This is an excerpt from Helen Joyce’s essay published in The Critic. It poses some answers to questions as to why our society is going the way it is, and what happened to the notion of people debating topics like adults and having adult sensibilities.

“More generally, this is a culture that encourages young people to regard themselves as traumatised. According to Jonathan Haidt, co-author of The Coddling of the American Mind, US schools and universities have started to promote three pernicious falsehoods: that what doesn’t kill you makes you weaker; that feelings are a good guide to reality and action; and that life is a battle between good people and evil ones.

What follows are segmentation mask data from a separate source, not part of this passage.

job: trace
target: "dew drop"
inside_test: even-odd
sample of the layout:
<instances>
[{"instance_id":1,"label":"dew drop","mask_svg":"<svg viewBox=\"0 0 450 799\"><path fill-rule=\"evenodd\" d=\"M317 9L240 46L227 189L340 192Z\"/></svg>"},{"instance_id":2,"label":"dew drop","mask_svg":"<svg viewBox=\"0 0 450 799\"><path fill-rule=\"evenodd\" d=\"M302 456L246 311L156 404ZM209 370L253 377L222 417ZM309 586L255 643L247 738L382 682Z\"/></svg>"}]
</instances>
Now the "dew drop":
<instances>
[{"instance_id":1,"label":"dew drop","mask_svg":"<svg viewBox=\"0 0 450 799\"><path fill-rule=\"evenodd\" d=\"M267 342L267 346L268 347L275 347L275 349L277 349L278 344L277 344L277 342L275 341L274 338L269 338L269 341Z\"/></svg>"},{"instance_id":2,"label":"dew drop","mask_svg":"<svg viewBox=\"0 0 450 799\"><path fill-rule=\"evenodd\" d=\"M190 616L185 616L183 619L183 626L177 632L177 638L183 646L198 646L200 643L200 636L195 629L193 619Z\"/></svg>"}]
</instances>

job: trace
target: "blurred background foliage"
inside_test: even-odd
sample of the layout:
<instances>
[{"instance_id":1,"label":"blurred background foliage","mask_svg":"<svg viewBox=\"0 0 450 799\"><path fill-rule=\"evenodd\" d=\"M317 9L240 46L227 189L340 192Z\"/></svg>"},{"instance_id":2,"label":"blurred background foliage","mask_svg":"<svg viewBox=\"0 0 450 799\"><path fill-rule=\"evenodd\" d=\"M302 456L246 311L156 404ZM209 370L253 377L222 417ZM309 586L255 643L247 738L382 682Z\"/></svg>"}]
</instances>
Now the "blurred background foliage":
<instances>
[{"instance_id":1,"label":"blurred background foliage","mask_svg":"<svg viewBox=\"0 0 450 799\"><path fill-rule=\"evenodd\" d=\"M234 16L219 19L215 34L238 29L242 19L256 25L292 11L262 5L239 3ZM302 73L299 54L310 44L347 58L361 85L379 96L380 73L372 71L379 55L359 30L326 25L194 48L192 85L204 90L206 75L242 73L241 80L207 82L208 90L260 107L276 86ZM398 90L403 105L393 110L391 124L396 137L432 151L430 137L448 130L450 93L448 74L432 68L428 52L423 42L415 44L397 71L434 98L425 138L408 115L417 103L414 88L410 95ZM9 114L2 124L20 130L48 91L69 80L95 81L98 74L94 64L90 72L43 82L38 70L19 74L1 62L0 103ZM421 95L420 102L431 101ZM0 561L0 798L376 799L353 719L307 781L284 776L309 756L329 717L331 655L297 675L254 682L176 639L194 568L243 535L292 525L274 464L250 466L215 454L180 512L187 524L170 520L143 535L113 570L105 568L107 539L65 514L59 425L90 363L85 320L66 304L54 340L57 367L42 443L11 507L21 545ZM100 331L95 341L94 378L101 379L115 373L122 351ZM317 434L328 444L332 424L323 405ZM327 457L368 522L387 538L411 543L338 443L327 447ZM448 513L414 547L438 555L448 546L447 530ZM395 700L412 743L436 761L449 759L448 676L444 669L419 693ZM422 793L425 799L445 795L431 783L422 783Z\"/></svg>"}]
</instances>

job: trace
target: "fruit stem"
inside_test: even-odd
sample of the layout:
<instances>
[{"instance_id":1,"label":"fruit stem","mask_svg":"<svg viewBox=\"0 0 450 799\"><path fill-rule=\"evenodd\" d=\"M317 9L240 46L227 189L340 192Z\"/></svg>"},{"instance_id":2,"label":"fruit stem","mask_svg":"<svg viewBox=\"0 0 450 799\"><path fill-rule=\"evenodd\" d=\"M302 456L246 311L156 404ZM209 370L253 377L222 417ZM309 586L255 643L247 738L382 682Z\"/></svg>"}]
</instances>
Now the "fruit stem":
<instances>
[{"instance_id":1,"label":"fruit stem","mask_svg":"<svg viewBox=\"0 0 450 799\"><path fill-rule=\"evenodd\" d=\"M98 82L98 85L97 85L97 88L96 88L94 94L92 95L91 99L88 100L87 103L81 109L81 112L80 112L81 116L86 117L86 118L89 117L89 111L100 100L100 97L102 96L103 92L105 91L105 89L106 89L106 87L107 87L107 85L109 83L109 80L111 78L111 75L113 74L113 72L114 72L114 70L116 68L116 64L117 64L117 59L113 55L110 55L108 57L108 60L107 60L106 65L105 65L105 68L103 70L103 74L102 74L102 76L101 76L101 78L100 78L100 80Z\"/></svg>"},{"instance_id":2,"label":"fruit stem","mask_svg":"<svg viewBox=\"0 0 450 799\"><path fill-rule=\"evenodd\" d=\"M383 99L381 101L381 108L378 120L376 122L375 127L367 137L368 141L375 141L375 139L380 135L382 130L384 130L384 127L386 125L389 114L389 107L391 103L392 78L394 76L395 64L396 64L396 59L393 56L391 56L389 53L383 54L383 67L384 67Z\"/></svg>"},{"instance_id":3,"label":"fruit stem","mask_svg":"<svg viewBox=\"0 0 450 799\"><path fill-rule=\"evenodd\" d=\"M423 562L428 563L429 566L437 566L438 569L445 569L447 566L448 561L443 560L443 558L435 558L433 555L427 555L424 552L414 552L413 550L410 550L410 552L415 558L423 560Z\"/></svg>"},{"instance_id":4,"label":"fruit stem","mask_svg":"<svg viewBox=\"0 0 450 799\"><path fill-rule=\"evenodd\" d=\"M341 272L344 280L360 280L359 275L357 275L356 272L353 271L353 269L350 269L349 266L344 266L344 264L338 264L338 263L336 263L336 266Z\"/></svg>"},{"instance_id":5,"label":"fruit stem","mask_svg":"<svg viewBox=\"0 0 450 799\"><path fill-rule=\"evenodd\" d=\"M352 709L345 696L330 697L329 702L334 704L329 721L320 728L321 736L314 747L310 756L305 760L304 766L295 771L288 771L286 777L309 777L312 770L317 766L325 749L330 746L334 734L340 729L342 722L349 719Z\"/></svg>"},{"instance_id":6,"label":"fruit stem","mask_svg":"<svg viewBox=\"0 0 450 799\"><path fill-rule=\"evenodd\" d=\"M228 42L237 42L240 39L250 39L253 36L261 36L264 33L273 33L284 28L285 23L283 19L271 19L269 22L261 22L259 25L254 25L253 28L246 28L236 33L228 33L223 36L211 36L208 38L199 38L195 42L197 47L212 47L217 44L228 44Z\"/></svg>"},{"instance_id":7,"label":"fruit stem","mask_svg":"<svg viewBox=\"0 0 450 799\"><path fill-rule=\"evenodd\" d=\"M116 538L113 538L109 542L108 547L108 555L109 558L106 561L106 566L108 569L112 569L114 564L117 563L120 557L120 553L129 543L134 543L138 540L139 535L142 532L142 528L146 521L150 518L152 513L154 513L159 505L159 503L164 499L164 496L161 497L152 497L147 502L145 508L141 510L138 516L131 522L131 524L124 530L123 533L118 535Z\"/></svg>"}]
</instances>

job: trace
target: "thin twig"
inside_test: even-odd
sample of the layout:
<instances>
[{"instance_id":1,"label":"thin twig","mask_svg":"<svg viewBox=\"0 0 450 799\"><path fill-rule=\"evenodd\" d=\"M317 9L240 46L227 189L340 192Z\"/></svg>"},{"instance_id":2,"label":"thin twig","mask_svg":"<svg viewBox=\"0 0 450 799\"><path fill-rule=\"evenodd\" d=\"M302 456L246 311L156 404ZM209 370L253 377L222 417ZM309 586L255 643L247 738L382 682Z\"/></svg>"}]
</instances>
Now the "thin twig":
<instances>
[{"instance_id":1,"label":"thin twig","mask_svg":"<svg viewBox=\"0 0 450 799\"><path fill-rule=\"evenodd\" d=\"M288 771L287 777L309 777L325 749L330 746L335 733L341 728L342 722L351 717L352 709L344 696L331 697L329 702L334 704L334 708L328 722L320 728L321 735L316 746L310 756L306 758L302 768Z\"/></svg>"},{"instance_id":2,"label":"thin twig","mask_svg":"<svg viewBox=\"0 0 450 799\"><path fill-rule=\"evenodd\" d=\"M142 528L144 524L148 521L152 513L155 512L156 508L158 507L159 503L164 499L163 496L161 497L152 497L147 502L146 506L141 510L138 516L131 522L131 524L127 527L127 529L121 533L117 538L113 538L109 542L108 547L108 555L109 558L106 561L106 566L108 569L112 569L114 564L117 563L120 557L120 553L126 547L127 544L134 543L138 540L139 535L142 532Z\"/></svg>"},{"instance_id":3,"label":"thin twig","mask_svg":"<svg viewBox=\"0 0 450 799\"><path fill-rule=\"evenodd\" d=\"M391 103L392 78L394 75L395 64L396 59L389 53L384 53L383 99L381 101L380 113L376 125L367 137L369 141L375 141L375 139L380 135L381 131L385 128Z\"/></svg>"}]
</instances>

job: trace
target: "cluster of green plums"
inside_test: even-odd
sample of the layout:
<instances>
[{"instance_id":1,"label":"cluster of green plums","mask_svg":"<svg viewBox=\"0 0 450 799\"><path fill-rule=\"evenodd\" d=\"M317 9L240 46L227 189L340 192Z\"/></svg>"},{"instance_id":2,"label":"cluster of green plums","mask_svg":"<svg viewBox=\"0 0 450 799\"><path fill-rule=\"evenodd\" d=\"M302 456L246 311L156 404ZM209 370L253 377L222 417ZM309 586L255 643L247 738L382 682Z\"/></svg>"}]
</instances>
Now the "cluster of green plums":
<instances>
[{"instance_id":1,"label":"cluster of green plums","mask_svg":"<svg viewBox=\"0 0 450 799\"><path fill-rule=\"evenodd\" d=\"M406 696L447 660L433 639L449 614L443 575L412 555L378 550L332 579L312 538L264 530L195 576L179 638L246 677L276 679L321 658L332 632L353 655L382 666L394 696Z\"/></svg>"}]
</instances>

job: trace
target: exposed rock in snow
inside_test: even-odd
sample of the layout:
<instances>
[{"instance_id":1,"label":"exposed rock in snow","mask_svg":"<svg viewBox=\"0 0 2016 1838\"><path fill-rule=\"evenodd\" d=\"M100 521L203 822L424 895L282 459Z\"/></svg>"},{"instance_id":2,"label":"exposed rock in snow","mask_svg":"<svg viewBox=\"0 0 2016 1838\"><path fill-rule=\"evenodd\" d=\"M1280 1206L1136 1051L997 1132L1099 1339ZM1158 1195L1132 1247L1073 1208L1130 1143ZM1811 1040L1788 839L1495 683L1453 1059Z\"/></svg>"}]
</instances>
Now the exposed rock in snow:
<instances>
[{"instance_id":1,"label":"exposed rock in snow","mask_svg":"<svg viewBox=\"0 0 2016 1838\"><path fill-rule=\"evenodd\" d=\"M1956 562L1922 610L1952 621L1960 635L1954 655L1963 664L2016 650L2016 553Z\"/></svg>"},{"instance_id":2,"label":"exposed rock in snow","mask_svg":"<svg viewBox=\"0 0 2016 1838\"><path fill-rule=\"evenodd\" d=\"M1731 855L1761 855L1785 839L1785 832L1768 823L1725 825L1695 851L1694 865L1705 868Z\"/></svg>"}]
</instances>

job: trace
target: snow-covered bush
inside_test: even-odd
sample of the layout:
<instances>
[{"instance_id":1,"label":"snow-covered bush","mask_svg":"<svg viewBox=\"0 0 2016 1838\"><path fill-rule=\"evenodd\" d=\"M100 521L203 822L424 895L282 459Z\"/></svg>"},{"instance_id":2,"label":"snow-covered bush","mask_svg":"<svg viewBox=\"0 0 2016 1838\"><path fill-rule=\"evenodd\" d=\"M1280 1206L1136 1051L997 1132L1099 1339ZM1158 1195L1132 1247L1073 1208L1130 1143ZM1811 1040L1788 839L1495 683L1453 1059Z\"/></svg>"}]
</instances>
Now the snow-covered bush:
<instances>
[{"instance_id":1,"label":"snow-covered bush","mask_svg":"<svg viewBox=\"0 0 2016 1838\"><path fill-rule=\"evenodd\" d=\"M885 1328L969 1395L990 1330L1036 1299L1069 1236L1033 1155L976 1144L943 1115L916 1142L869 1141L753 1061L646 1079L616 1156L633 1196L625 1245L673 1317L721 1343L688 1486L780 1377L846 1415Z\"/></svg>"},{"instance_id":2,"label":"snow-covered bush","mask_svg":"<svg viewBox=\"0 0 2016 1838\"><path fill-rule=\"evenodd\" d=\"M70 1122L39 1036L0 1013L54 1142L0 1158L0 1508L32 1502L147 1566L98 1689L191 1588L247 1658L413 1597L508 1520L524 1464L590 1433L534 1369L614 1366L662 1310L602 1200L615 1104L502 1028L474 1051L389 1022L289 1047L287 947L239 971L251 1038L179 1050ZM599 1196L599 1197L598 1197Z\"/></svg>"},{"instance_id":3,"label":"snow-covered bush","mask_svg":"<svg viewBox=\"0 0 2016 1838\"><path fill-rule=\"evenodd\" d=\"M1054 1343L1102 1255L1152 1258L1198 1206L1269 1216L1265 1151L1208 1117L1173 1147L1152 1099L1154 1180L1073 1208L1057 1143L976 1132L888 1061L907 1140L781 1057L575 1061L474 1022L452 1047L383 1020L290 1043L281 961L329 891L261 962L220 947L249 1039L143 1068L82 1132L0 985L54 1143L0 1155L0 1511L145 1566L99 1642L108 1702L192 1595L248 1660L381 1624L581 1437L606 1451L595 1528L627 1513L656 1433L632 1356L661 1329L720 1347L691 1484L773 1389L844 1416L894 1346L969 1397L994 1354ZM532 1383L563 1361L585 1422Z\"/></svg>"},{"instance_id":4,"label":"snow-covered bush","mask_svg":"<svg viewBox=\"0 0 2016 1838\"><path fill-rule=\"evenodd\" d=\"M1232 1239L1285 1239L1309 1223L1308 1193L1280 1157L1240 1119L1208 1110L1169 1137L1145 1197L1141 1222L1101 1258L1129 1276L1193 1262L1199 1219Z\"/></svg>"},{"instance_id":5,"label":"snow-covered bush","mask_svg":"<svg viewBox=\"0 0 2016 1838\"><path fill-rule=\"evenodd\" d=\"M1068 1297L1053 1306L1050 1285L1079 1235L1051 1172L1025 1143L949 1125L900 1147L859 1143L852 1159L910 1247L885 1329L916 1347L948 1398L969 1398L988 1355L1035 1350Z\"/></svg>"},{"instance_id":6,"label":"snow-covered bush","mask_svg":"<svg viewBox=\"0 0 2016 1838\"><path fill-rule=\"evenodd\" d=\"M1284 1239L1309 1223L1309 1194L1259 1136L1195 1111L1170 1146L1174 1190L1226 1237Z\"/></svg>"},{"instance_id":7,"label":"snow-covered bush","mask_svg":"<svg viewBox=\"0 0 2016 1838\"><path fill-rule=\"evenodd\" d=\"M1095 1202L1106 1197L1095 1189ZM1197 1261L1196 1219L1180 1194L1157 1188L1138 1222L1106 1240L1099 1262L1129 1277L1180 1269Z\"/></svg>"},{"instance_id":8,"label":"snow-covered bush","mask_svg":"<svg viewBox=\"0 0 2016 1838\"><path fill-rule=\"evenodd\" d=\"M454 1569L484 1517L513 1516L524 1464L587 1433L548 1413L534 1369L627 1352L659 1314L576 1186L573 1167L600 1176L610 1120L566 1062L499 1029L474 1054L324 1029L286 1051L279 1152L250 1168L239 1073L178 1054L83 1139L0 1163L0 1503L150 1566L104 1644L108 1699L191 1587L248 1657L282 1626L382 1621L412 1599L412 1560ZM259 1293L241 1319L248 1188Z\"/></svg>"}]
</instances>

These dysfunctional beliefs, which Haidt dubs “anti-cognitive behavioural therapy”, promote mental fragility. They encourage people to feel fearful of ordinary words and to regard censorship as virtuous. The logic goes like this: being dis-agreed with makes you a victim; victims are good; people saying things you disagree with therefore deserve to be silenced and punished. This is the culture of “crybullying”: using claims of victimhood to harass others.

Haidt thinks social media, with its polarising and conflict-inducing algorithms, is largely to blame. Another culprit is the “post-modern turn” that was underway before the internet era, in which academics, activists and political theorists stopped thinking of reality as something that could be described objectively and studied empirically, embracing a radical subjectivity instead.”

The fragility of the next generation will be the doom of us all.